El panorama político de Washington se vio dominado por manifestaciones de crisis la semana pasada, cuando corrieron noticias sobre conversaciones telefónicas del asesor de seguridad nacional del presidente Donald Trump, Michael Flynn, con el embajador ruso.
Los intercambios conocidos se produjeron a partir del 29 de diciembre, antes de la inauguración presidencial de Trump, el 22 de enero. Flynn habló con el embajador sobre las sanciones recién impuestas a Moscú por el presidente Barack Obama, como represalia por las interferencias de Rusia en el proceso electoral estadounidense, las cuales favorecieron a Trump, según informes de inteligencia.
Aparte de la extraordinaria imprudencia de tocar semejante tema cuando la administración enfrenta cuestionamientos por el favor de Moscú durante los comicios, Flynn violó el principio de respetar al gobierno en funciones y pudo haber infringido una ley que impide a los ciudadanos interferir en asuntos diplomáticos.
Cuando el vicepresidente Mike Pence le consultó al respecto, Flynn negó haber conversado sobre las sanciones y Pence lo defendió públicamente. Sin embargo, el vicepresidente no tardó en saber la verdad gracias a los servicios de inteligencia que le venían siguiendo los pasos a Flynn y sus comunicaciones.
Trump también había recibido una advertencia del Departamento de Justicia sobre la vulnerabilidad de Flynn ante presiones rusas dada la inconsistencia entre la realidad y sus versiones de lo sucedido. La verdad está documentada en transcripciones de las llamadas intervenidas por los servicios de inteligencia.
Pronto, la opinión pública también supo lo ocurrido gracias a informaciones de prensa, comenzando por el Washington Post, primer medio en divulgarlas. A partir de ese momento, ya la administración no tuvo ruta de escape y Trump pidió a Flynn la renuncia.
La caída de Flynn desde uno de los más altos e importantes cargos del gobierno estadounidense coincidió con revelaciones de contactos entre funcionarios de la campaña de Trump y otros allegados del entonces candidato con miembros de los servicios de inteligencia rusa.
Las inevitables comparaciones con el caso Watergate no se hicieron esperar, aunque parecen prematuras. Sin embargo, la administración no podrá evitar una serie de audiencias e investigaciones del Senado y de la Cámara de Representantes. Esa distracción está lejos de contribuir a dominar, en el futuro inmediato, el desorden y los sobresaltos del primer mes de gobierno.

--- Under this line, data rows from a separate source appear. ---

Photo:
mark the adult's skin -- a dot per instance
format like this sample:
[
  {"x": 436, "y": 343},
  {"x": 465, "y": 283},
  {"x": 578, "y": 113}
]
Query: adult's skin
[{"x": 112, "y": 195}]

La prensa ya dio a conocer el ímpetu investigativo de varios legisladores, incluidas prominentes figuras del Partido Republicano, aunque el grueso de esa agrupación no se ha alejado del mandatario y podría resguardarlo de las consecuencias de un esfuerzo investigativo mayor.
Pero los riesgos son grandes y si la administración pierde apoyo de su base, los congresistas y senadores, especialmente los sometidos a procesos de reelección dentro de dos años, podrían abandonar el barco y preferir el protagonismo ofrecido a los investigadores legislativos por los medios de comunicación.

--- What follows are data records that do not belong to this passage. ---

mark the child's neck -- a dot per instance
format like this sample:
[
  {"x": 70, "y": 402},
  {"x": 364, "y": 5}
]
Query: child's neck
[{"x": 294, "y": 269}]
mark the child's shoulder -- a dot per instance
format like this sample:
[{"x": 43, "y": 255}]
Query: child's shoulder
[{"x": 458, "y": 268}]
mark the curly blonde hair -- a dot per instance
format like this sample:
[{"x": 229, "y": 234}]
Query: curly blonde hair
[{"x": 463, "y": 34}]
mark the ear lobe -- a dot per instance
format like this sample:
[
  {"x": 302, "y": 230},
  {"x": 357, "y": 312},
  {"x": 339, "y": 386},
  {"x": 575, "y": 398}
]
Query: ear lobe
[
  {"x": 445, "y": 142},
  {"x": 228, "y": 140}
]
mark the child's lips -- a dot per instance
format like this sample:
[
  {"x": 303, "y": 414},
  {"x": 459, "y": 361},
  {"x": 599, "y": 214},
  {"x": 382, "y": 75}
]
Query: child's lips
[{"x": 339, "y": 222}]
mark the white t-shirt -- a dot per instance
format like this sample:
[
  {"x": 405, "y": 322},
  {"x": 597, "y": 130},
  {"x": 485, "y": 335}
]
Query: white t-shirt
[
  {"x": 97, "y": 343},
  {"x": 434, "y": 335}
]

Las preguntas formuladas para justificar las indagaciones recuerdan las interrogantes de inicios de la década de los 70. ¿Cuánto sabía el presidente y cuándo lo supo? Ojalá esas d udas sean despejadas con el menor trauma posible para evitarle a la gran potencia un periodo de inestabilidad en medio de los graves peligros que asoman en el escenario mundial. Ante todo, ojalá las instituciones estadounidenses y los políticos que las conducen encuentren medios para preservar ilesa la democracia y sus valores fundamentales.